Ilustración: Eva Vázquez
Hay que estar bien, bien con los demás o con uno mismo o las dos cosas juntamente, para escribir sobre la bondad. Se precisa ese estado armónico en el que sientes la tierra bajo tus pies y reconoces tu lugar en el mundo. Cuando se fuga, en el momento en que te abandona, todo lo que se te ocurre no trae bondad alguna, no permite que lo bueno que se tiene alrededor fluya y te impregne. No creo que yo haya escrito mucho sobre la bondad, no hace falta que relea ahora ni que pregunte a los lectores habituales, amigos en la mayoría de los casos. Hay una inclinación natural a que lo malo aflore. Tenemos esa inercia a pensar que lo ajeno no merece ningún elogio por nuestra parte. Los que damos, los elogios que inadvertidamente pronunciamos, son firmes, se entienden a la primera y no escatiman recursos, pero no abundan, no fijan una rutina fiable desde la que montar una nueva manera de contemplar el mundo. Parece como si explayarnos en halagos nos rebajara. Como si el esfuerzo en valorar lo de los demás hiciese que flaquease nuestro prestigio o como si aplaudir fuese un desgaste.
La educación consiste justamente en eso: en apreciar lo bueno, en agradecer que alguien decidiera escribir poemas de amor mejor de lo que podríamos hacerlo nosotros mismos, en sentir un infinito afecto por quien compuso una sinfonía o una canción pop de tres minutos para que mi cuerpo temblara o brincara o sintiese que el corazón se le pone tierno o se incendia o estalla de arrobo puro. Toda la posible cultura que yo pueda tener se basa en ese sentimiento de agradecimiento. Lo que a veces trato de hacer ver a mis alumnos es que los cuentos de los libros que leen están hechos para ellos. Que alguien se sentó un día en la sombra de un árbol o en una frondosa mesa de roble en una cabaña de campo de hace doscientos años o en un patio donde el sol de la tarde empieza a desvanecerse para que ellos pudieran escuchar todas las aventuras que adoran. Que esa gente que no conocemos nos visita a diario y está cerca nuestra al modo en que lo están los zapatos que calzamos o la calle que atravesamos para ir al parque o venir a la escuela. Viene Julio Verne, les digo. Ojalá pudiera conseguir que amen a Julio Verne como yo lo amé mucho más tarde la edad que ellos tienen ahora. He perdido el placer de leer Viaje al centro de la tierra o Veinte mil leguas de viaje submarino con once años. Ese es el bien que vence al mal, podría decirles. Es la literatura la que nos rescata. Basta abrir el corazón (o lo que sea que abramos cuando se pone a funcionar la mecánica íntima de los cuentos) para que no haya nada malo que pueda pasarnos. Es dentro de los libros en donde encontramos la paz y la armonía y el mundo cobra a veces el sentido que afuera no posee.
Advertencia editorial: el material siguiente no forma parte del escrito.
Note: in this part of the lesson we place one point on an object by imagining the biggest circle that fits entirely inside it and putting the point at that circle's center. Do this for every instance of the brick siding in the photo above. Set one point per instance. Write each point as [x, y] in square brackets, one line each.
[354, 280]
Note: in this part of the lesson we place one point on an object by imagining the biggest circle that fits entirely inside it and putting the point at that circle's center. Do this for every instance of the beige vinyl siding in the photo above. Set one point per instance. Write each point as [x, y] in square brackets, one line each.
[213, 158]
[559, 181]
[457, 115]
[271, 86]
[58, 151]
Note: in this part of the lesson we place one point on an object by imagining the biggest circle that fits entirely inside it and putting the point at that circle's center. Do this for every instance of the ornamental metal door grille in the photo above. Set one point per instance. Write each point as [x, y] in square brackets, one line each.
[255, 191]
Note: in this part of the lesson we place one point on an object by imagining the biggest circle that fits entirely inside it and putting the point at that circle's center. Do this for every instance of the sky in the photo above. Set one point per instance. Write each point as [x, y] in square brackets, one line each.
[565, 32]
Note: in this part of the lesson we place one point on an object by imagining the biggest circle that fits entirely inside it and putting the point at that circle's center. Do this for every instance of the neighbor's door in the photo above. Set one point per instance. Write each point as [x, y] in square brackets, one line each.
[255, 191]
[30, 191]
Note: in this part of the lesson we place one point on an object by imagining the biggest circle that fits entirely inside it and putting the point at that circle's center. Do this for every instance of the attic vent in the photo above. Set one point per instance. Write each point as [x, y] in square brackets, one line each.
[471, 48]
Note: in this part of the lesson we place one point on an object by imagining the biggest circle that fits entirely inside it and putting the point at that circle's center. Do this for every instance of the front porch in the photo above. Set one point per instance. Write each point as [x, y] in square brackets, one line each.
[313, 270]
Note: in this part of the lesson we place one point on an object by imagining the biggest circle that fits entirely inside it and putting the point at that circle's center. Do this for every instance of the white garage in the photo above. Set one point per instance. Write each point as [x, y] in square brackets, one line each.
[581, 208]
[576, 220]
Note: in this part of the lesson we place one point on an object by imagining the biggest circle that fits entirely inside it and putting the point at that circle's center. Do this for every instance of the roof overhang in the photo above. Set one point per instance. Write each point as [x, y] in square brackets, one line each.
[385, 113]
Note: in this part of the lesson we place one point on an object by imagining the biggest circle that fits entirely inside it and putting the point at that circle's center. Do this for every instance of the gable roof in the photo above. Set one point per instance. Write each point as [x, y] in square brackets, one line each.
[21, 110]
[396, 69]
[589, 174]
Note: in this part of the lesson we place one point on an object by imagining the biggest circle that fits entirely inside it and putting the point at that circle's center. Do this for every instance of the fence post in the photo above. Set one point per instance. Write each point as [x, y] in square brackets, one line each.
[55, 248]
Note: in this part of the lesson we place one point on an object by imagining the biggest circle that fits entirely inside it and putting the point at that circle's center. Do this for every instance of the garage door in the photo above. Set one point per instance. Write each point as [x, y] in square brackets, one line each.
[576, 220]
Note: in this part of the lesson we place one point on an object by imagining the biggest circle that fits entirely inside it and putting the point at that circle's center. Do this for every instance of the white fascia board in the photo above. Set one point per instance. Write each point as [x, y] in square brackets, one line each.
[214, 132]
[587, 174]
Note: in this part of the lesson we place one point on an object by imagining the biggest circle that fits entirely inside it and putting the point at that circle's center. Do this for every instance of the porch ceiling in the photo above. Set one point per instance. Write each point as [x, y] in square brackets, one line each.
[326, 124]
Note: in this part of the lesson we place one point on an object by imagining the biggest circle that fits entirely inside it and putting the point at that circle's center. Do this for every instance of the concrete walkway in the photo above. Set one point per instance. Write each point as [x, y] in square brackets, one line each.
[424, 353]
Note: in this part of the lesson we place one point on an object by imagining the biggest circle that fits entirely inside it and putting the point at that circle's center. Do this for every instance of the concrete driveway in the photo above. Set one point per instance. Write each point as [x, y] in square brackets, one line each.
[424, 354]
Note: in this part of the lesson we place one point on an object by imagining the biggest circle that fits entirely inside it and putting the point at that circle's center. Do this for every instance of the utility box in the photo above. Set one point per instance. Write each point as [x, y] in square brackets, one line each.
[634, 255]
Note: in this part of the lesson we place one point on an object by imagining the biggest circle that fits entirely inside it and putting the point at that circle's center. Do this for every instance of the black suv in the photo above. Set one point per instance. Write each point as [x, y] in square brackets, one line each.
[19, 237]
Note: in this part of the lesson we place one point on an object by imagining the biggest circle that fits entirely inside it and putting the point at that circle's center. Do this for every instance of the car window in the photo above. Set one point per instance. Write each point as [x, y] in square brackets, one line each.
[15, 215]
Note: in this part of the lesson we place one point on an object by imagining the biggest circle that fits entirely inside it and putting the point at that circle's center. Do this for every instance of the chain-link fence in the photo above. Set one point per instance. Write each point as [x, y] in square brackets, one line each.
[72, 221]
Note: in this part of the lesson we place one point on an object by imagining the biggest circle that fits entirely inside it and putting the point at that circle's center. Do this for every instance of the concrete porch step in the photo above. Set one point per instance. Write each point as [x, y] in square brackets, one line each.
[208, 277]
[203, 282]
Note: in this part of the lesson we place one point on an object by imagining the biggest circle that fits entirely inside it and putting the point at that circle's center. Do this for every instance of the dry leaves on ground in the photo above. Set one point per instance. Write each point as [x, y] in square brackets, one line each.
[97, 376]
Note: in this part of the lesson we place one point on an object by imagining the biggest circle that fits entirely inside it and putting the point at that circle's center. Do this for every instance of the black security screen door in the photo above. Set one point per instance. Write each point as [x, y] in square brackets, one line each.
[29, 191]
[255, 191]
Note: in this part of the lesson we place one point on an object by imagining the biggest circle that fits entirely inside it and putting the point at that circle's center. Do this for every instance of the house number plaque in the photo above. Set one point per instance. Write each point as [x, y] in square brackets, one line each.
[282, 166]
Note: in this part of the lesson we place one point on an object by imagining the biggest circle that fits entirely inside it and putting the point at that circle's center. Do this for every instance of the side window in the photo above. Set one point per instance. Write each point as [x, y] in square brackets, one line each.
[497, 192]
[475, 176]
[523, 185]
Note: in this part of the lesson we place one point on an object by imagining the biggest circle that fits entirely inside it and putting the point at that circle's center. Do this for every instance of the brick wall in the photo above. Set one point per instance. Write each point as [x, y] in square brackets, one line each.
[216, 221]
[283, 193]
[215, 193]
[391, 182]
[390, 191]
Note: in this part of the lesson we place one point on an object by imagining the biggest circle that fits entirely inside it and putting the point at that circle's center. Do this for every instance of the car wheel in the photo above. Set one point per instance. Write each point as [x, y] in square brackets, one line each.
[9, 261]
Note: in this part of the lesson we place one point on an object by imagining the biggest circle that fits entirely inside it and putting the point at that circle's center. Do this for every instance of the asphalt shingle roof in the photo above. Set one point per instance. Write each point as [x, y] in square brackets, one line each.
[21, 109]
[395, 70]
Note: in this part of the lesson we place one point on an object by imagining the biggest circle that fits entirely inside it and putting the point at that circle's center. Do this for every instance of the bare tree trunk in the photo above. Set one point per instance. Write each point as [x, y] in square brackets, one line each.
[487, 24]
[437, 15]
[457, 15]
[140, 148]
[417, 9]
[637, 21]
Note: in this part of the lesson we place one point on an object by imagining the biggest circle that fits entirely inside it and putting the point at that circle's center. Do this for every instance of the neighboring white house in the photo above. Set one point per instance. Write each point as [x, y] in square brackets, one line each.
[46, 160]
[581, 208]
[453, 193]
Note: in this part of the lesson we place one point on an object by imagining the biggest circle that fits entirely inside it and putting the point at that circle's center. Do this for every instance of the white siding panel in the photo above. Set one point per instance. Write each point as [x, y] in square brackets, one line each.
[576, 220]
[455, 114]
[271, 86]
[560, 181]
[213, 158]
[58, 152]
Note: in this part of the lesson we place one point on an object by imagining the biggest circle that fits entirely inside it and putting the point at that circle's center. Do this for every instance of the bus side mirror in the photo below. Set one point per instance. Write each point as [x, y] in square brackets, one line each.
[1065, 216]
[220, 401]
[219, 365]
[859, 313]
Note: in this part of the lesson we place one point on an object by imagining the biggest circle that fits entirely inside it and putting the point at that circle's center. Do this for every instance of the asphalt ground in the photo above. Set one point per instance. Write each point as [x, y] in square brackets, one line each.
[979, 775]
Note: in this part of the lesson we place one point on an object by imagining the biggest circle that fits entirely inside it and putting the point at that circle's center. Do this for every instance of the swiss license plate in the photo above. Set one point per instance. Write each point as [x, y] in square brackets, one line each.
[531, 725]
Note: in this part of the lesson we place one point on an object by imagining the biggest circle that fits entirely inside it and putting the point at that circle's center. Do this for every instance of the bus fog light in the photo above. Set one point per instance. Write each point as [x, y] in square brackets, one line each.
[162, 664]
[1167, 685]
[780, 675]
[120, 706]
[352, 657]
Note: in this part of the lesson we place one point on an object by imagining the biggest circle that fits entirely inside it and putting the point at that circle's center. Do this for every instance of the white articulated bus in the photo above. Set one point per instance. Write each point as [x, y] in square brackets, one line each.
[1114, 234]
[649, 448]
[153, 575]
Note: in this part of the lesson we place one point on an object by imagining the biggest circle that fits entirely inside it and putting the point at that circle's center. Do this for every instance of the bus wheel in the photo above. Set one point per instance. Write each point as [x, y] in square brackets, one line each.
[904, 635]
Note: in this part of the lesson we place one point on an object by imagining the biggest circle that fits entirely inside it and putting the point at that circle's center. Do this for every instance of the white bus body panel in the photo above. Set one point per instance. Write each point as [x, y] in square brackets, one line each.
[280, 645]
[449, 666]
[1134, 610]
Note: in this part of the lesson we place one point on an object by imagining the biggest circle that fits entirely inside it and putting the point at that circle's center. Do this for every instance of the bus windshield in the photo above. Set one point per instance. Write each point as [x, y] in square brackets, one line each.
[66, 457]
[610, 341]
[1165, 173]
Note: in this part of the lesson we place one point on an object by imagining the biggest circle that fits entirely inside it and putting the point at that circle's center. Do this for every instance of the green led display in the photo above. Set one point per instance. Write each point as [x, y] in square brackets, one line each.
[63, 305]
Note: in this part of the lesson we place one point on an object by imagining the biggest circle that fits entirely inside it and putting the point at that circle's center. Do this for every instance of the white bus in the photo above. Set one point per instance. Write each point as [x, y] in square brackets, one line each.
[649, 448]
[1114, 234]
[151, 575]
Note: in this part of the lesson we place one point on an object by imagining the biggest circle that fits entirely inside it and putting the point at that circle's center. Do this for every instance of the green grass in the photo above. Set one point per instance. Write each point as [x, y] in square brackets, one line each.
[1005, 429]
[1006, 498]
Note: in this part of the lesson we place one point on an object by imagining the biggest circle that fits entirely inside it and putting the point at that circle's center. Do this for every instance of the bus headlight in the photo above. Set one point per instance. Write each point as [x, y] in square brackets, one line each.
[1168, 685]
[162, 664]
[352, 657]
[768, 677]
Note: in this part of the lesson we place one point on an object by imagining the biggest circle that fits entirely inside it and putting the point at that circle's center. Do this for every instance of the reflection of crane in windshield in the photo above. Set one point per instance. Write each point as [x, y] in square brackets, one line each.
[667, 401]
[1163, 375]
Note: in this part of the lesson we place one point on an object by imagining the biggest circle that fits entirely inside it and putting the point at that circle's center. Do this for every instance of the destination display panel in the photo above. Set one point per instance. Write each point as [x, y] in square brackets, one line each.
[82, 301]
Por eso yo elogio a los mil escritores que están ahora mismo a mis espaldas. O los mil cuatrocientos, no los he contado. Yo escribo y ellos me tutelan. Todas esas baldas que revientan de libros me escoltan cada vez que me siento a escribir. Podría ser hasta que insuflaran ánimo y yo escribiese porque ellos están detrás, ya digo, cuidando de mí de una manera que no sabría explicar y de la que tal vez no habría que pensar en demasía. Es probablemente ésa la magia que hace que ahora yo continúe tecleando y piense en el mal, en el horror del coronel Kurtz, en el abismo de Helm, en el Maelstrom de Poe, en todo ese mal maravilloso que reside en el alma de los libros y que se ofrece cada vez que uno los abre y celebra el festejo íntimo de la lectura. Hoy, cuando andaba muy atareado en el trabajo, yendo y viniendo, subiendo y bajando, pensando en más cosas de las que soy capaz de pensar, recurrí a una vieja idea que siempre uso cuando la realidad viene sobrevenida, un poco asfixiante. Pensé en el libro qué empezaría esta noche. Anoche acabé Mientras agonizo. Faulkner es un amigo antiguo, pero le tengo desatendido hace años. Ahora, a poco de clausurar ya el día, me pondré a mirar aquí y allá y acabaré eligiendo uno. Será el bien triunfando sobre el mal. La belleza sobre lo que no posee belleza alguna. Y también hay que estar bien, bien con los demás y con uno mismo, para leer y encontrar bondad en lo leído. Incluso la hay, bondad digo, cuando uno presiente que todo es terrible y que la historia es de una tristeza espantosa, pero entrevé una luz, una frase suelta que acaudala toda la verdad del mundo, todo el amor del mundo en unas cuantas palabras.